Quickstart

This guide walks you through running Task A, which analyzes the frequency of favorite hobbies across all CircleNet users. You’ll learn how to build the JAR, copy it to your container, and execute a MapReduce job.

Prerequisites

Before you begin, ensure you have:

Docker container running with Hadoop installed (see setup guide)
CircleNet datasets loaded into HDFS at /circlenet/pages/CircleNetPage.csv
Maven installed for building the project
SSH access to your container on port 3000

If you haven’t set up your environment yet, follow the complete setup guide first.

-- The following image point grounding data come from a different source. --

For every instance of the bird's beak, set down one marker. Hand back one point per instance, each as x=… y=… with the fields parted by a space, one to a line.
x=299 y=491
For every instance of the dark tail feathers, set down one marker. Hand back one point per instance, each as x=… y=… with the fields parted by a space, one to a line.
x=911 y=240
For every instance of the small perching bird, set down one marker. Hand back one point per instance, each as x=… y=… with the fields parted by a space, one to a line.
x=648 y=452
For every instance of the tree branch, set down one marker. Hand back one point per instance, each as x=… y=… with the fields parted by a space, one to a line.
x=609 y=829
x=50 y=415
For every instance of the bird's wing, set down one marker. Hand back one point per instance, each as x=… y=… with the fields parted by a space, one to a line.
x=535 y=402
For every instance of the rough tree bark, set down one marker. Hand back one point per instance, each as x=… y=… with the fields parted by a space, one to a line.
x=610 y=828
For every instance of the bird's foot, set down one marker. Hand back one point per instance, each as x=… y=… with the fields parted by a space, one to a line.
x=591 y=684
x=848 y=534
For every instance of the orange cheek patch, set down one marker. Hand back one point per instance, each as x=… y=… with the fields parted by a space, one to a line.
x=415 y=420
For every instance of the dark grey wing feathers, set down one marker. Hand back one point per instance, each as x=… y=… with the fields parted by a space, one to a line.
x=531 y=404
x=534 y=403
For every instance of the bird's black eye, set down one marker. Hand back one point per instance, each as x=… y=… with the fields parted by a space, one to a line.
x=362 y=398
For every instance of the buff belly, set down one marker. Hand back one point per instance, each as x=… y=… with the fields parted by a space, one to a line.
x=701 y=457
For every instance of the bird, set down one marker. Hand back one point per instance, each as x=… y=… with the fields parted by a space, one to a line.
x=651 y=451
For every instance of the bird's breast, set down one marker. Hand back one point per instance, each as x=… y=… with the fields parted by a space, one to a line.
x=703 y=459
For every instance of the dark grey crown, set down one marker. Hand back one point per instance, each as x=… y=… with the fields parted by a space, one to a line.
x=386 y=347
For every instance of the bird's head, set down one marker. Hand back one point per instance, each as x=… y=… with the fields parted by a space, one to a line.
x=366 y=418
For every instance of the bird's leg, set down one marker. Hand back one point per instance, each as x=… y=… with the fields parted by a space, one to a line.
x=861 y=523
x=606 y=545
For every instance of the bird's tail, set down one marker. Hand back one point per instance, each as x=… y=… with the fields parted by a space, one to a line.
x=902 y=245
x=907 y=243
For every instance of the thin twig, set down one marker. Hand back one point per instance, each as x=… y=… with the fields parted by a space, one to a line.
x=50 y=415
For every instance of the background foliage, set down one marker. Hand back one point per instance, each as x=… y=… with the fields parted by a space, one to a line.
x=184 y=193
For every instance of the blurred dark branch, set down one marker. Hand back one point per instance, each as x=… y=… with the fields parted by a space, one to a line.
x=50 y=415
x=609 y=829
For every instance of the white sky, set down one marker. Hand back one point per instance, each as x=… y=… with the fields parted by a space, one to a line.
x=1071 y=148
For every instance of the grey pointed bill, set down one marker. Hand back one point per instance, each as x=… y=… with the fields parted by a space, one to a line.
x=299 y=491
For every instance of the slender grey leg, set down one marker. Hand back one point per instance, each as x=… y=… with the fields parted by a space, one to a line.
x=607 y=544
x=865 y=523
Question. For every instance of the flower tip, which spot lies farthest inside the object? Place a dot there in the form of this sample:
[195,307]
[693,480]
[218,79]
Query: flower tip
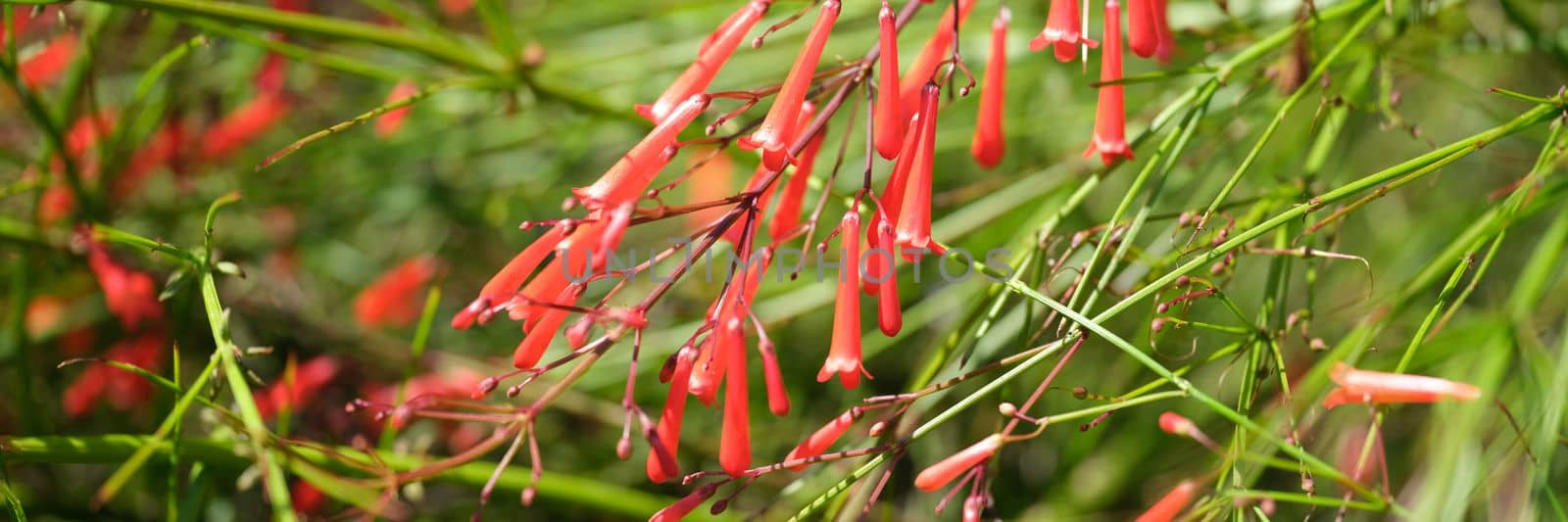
[940,474]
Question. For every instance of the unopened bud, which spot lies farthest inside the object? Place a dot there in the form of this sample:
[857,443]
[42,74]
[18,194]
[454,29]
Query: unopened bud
[1007,409]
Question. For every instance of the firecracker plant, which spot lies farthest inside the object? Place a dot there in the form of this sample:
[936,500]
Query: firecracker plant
[995,259]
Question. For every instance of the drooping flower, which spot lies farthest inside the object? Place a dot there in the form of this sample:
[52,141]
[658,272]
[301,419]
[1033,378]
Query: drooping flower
[940,474]
[1172,505]
[778,127]
[668,430]
[686,505]
[629,177]
[712,55]
[822,439]
[1110,117]
[734,441]
[394,298]
[302,386]
[130,295]
[883,274]
[914,211]
[120,389]
[243,125]
[762,172]
[988,141]
[778,396]
[937,51]
[1377,388]
[391,121]
[1162,28]
[1144,35]
[888,112]
[49,63]
[844,355]
[545,328]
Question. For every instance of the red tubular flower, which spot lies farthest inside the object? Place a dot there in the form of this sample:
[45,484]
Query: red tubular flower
[629,177]
[668,428]
[1162,27]
[127,294]
[940,474]
[47,63]
[271,75]
[1172,503]
[882,266]
[162,148]
[686,505]
[306,381]
[820,441]
[935,52]
[1175,423]
[391,121]
[1377,388]
[243,125]
[122,389]
[509,279]
[914,212]
[778,127]
[710,372]
[778,397]
[1063,30]
[712,55]
[988,141]
[734,441]
[1142,27]
[844,356]
[786,216]
[543,331]
[454,8]
[1110,118]
[394,298]
[899,179]
[808,110]
[888,112]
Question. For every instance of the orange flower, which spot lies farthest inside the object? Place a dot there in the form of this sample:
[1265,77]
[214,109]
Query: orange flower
[1172,503]
[937,51]
[305,383]
[776,130]
[844,355]
[1063,30]
[988,141]
[1377,388]
[391,121]
[940,474]
[627,179]
[49,63]
[668,430]
[1110,117]
[712,55]
[822,439]
[394,298]
[914,212]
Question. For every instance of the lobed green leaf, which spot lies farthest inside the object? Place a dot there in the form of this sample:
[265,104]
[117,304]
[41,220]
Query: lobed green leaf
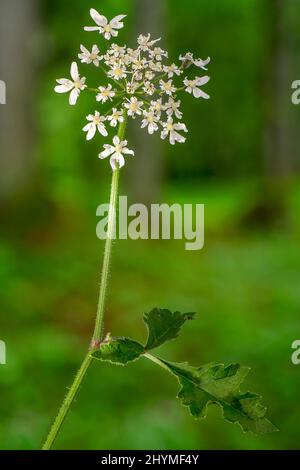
[217,384]
[164,326]
[119,351]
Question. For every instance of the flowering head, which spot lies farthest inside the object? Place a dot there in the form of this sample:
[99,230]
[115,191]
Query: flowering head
[140,83]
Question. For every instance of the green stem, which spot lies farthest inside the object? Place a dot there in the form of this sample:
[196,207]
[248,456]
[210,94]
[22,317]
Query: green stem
[99,325]
[68,401]
[156,360]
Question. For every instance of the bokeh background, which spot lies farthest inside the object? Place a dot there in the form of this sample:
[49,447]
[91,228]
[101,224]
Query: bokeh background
[240,160]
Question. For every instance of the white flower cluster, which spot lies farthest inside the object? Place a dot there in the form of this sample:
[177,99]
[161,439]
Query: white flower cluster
[141,83]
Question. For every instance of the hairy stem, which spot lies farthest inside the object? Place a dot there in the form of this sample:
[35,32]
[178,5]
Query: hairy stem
[68,401]
[99,325]
[156,360]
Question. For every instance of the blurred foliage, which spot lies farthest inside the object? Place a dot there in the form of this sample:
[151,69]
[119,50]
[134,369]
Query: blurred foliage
[244,284]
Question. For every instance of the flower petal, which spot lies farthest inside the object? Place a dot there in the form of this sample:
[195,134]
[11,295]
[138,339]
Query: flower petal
[74,72]
[102,130]
[198,93]
[117,161]
[92,131]
[100,20]
[91,28]
[116,140]
[109,150]
[126,151]
[117,23]
[74,96]
[63,88]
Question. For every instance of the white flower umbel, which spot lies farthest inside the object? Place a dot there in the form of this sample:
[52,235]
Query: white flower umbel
[173,107]
[150,121]
[88,57]
[108,29]
[145,43]
[192,87]
[172,70]
[106,93]
[115,118]
[171,129]
[168,87]
[188,60]
[139,82]
[134,107]
[95,123]
[116,153]
[75,86]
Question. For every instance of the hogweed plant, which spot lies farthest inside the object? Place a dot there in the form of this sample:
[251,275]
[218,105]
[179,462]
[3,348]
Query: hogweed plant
[143,84]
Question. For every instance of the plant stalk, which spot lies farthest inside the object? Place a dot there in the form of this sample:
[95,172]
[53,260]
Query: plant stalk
[99,324]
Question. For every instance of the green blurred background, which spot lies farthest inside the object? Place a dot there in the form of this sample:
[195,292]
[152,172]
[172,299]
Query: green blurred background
[240,160]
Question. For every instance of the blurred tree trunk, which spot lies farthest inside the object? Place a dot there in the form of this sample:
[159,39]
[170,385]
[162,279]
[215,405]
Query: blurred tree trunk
[279,149]
[279,139]
[146,174]
[18,21]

Step 1: Build the JAR file

From your project root directory, build the project using Maven:

mvn clean package -DskipTests

This command:

Cleans previous builds
Compiles all Java source files in the circlenet package
Packages everything into target/ds503_bdm-1.0-SNAPSHOT.jar
Skips tests for faster builds

The JAR file contains all compiled MapReduce jobs including mappers, reducers, and driver classes for all eight tasks.

Step 2: Copy JAR to container

Get your container ID and copy the JAR file:

docker ps

Copy the JAR using your container ID (replace dadc9d47d16e with yours):

docker cp target/ds503_bdm-1.0-SNAPSHOT.jar dadc9d47d16e:/home/ds503/

Step 3: Set up environment variables

SSH into your container:

ssh -p 3000 ds503@localhost

Default credentials are username ds503 and password ds503.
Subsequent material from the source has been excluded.